Entlastungsassistenten einstellen: Mehr Zeit – auch für ältere Kinder
Ina ReinschDürfen Ärztinnen und Ärzte einen Entlastungsassistenten einstellen, um sich der Erziehung ihrer Teenager zu widmen? Ein Urteil gibt interessante Antworten auf die Frage, was die Zulassungsverordnung eigentlich unter „Kind“ versteht und ob über 14-Jährige nicht auch einen Betreuungsbedarf haben können.
Wenn überhaupt, dann treten niedergelassene Ärztinnen und Ärzte in der Regel beruflich kürzer, solange die Kinder klein sind. Die Zulassungsverordung für Vertragsärzte (Ärzte-ZV) sieht deshalb ausdrücklich vor, dass Ärztinnen und Ärzte während der Zeit der Erziehung von Kindern bis zu einer Dauer von 36 Monaten einen Entlastungsassistenten einstellen können, wobei dieser Zeitraum nicht zusammenhängend genommen werden muss (§ 32 Abs. 2 Nr. 2 Ärzte-ZV).
Doch Lebensentwürfe und Lebenslinien sind so unterschiedlich wie die Menschen selbst. Eine Ärztin hatte gemeinsam mit ihrem Mann 1999 und 2005 zwei Kinder adoptiert. 2015 beantragte sie für die Betreuung des älteren Jungen, der inzwischen 15 Jahre alt war, eine Entlastungsassistentin für 20 Stunden wöchentlich bis 2017. Der Grund: Es bestand für die Zeit der Pubertät des Adoptivkindes die Gefahr einer Retraumatisierung, woraus sich ein Zeitbedarf ergab, der sich nicht mit einer vollen Arbeitstätigkeit als Selbstständige vereinbaren ließ.
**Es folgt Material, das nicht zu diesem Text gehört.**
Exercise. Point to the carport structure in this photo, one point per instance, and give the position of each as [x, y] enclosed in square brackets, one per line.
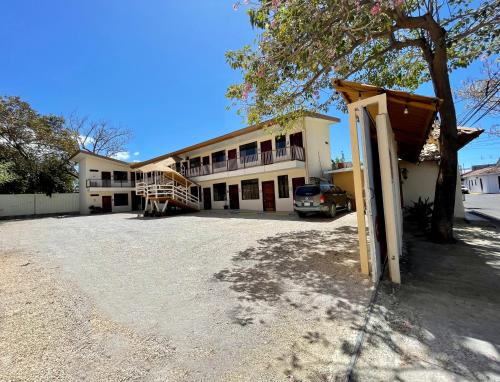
[384, 125]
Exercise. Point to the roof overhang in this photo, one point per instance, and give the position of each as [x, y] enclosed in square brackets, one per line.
[81, 154]
[411, 115]
[230, 135]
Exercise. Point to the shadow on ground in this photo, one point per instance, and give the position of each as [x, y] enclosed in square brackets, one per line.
[443, 322]
[312, 276]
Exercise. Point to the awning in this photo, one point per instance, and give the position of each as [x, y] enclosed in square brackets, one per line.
[411, 115]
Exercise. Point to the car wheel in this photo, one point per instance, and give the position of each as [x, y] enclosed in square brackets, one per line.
[333, 210]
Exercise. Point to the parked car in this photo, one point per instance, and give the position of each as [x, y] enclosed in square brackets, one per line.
[323, 198]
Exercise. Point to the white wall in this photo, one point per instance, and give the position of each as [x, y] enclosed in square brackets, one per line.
[421, 182]
[490, 183]
[317, 145]
[38, 204]
[282, 204]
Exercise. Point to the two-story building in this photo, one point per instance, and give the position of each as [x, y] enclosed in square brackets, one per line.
[105, 184]
[254, 168]
[257, 167]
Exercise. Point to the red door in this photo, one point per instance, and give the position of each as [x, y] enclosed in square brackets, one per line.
[232, 163]
[234, 198]
[268, 200]
[266, 152]
[297, 182]
[106, 204]
[297, 146]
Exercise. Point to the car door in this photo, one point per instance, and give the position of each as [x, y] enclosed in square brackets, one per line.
[340, 196]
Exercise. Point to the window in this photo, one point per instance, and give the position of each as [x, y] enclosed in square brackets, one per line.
[219, 156]
[219, 192]
[195, 162]
[250, 189]
[121, 200]
[120, 175]
[283, 186]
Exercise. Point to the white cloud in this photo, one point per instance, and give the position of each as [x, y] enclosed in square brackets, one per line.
[122, 155]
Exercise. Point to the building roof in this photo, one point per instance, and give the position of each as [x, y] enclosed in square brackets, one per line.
[492, 170]
[431, 152]
[76, 157]
[230, 135]
[411, 115]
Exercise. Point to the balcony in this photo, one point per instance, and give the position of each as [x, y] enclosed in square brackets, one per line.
[242, 162]
[110, 183]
Ärztin bleibt hartnäckig und klagt
Die Kassenärztliche Vereinigung (KV) lehnte den Antrag jedoch mit der Begründung ab, dass der Junge mit 15 Jahren kein Kind im Sinne der Ärzte-ZV mehr sei. Von der Zulassungsverordnung seien in Anlehnung an das Jugendschutzgesetz nur Kinder bis zur Vollendung des 14. Lebensjahres erfasst. Im Übrigen gebe es zur Vereinbarkeit von Familie und Beruf auch andere Möglichkeiten, etwa die Beschränkung des Versorgungsauftrags.
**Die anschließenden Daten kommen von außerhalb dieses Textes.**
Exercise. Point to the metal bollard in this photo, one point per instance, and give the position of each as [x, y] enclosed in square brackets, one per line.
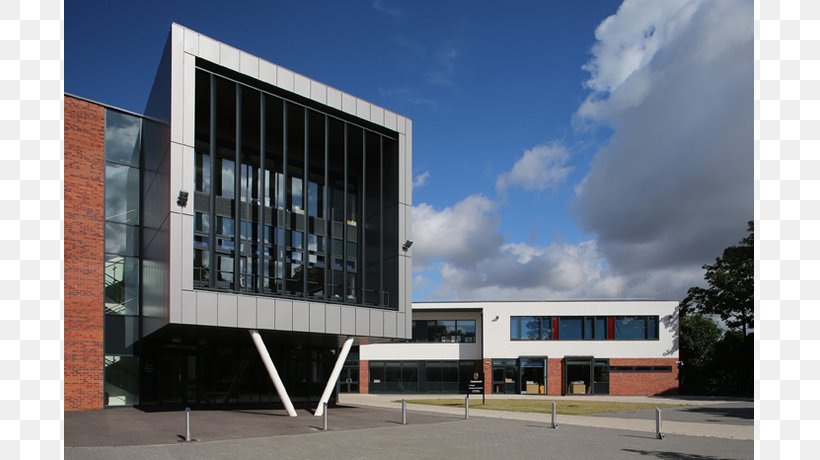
[187, 424]
[658, 433]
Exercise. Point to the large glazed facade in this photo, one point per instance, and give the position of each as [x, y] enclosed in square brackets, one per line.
[246, 198]
[557, 348]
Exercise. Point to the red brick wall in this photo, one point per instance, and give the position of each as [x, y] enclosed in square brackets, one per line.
[643, 383]
[488, 376]
[83, 231]
[364, 377]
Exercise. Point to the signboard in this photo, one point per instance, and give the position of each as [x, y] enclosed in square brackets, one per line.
[476, 386]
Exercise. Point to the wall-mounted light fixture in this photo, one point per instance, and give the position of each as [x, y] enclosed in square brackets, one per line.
[182, 198]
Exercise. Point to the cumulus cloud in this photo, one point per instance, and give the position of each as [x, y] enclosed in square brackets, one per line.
[541, 167]
[421, 179]
[674, 185]
[463, 248]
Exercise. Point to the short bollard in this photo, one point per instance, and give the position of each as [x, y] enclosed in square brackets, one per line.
[658, 433]
[187, 424]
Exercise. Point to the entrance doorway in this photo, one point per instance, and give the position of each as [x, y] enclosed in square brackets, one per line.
[586, 375]
[533, 375]
[349, 379]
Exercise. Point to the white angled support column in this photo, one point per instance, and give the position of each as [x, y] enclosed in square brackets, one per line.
[274, 376]
[334, 376]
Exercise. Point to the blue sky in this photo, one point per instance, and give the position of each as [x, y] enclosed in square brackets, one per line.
[561, 149]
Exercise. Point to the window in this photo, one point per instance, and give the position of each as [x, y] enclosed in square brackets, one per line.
[449, 330]
[290, 200]
[636, 328]
[530, 327]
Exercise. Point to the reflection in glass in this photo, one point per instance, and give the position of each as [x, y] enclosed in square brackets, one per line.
[122, 138]
[122, 194]
[121, 285]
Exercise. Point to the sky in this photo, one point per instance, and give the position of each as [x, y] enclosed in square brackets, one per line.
[561, 150]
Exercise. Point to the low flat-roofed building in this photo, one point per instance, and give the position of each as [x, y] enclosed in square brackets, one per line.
[607, 347]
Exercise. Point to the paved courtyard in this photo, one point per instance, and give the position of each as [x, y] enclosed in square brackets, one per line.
[369, 428]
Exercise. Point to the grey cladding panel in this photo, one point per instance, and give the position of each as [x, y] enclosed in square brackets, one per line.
[246, 316]
[264, 313]
[362, 321]
[284, 315]
[333, 319]
[206, 311]
[301, 316]
[348, 320]
[376, 322]
[317, 317]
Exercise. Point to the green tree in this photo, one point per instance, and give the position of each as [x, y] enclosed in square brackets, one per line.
[730, 294]
[698, 336]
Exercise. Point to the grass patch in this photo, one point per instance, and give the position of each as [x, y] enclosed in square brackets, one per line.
[541, 406]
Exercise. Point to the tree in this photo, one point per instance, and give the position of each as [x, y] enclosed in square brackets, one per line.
[698, 336]
[730, 294]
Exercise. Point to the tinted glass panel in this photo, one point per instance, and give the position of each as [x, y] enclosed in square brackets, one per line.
[122, 194]
[122, 138]
[570, 328]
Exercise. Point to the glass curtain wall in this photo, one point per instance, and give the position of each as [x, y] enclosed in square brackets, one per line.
[290, 201]
[121, 274]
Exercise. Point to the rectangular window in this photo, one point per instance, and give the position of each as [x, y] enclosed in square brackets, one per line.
[571, 327]
[636, 328]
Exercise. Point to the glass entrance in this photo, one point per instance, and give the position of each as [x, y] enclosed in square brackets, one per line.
[533, 376]
[586, 375]
[349, 380]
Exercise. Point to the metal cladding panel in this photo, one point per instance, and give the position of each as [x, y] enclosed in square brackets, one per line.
[348, 320]
[317, 317]
[362, 321]
[284, 315]
[228, 57]
[227, 310]
[246, 314]
[206, 308]
[188, 307]
[265, 308]
[301, 316]
[249, 64]
[333, 319]
[390, 318]
[267, 72]
[377, 323]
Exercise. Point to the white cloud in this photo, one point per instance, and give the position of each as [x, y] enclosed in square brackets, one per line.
[421, 179]
[460, 234]
[540, 168]
[674, 185]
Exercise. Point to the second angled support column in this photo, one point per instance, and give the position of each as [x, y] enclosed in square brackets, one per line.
[274, 376]
[334, 376]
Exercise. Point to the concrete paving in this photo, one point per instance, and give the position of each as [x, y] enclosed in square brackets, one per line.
[128, 426]
[477, 438]
[698, 417]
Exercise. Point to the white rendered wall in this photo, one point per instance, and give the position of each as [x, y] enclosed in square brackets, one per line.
[425, 351]
[189, 306]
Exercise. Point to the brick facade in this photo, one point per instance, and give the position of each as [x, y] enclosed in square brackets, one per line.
[84, 242]
[643, 383]
[364, 377]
Da ihr Widerspruch erfolglos blieb, klagte die Ärztin und gewann auch in zweiter Instanz vor dem Landessozialgericht Niedersachsen-Bremen (28.10.2020, Az. L 3 KA 31/20). Um sich zwischenzeitlich zu behelfen, hatte sie wegen ihres jüngeren Sohns einen Entlastungsassistenten beantragt und genehmigt bekommen. Dennoch wollte sie eine grundsätzliche Klärung der Frage herbeiführen.
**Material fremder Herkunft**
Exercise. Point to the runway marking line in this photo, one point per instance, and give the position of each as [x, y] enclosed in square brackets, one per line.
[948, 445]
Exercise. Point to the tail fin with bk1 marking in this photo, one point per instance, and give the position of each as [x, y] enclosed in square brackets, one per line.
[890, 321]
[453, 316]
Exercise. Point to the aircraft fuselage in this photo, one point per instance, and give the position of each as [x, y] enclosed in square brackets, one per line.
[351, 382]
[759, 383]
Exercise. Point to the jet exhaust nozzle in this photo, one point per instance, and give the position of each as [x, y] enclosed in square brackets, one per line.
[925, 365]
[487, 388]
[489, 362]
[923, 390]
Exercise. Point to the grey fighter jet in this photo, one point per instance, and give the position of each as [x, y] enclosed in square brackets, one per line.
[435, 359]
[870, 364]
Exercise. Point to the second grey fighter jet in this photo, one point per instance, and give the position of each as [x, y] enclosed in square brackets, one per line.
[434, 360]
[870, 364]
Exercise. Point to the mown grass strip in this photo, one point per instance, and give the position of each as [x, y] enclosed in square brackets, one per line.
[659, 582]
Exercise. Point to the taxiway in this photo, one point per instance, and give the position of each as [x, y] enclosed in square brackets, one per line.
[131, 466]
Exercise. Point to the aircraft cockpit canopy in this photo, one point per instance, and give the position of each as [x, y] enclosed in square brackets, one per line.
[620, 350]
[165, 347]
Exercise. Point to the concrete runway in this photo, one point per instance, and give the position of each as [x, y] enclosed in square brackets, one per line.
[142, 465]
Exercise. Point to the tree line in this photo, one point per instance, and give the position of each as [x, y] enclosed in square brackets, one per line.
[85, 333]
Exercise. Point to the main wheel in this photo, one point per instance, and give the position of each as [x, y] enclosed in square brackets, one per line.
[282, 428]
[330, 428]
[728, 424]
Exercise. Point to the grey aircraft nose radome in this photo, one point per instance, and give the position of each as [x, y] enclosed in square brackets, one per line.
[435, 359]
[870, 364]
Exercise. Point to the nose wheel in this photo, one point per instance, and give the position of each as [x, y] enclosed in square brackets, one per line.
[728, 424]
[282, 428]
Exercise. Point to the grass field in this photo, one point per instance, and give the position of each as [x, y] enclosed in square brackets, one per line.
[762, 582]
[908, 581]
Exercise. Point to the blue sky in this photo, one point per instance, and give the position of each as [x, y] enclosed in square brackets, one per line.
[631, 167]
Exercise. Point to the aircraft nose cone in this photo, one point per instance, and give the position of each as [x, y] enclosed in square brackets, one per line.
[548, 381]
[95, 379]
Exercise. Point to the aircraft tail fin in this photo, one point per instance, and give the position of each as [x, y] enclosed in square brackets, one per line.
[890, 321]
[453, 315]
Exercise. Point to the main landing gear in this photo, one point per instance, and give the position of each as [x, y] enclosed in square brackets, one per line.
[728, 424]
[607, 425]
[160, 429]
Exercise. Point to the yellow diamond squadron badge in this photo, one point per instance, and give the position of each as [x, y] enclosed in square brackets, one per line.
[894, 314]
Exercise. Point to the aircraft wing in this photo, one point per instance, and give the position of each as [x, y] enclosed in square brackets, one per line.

Eine ausdrückliche Altersbegrenzung enthält die Vorschrift der Ärzte-ZV nicht. Und den Begriff des Kindes gebrauche der Gesetzgeber mit ganz unterschiedlicher Bedeutung. Die besagte Vorschrift in der Ärzte-ZV gibt aber selbst einen Hinweis, denn sie spricht von „Erziehung“ des Kindes. Nach dem Bürgerlichen Gesetzbuch sind die Eltern bis zur Vollendung des 18. Lebensjahres des Kindes berechtigt und verpflichtet, es zu erziehen, so das Gericht.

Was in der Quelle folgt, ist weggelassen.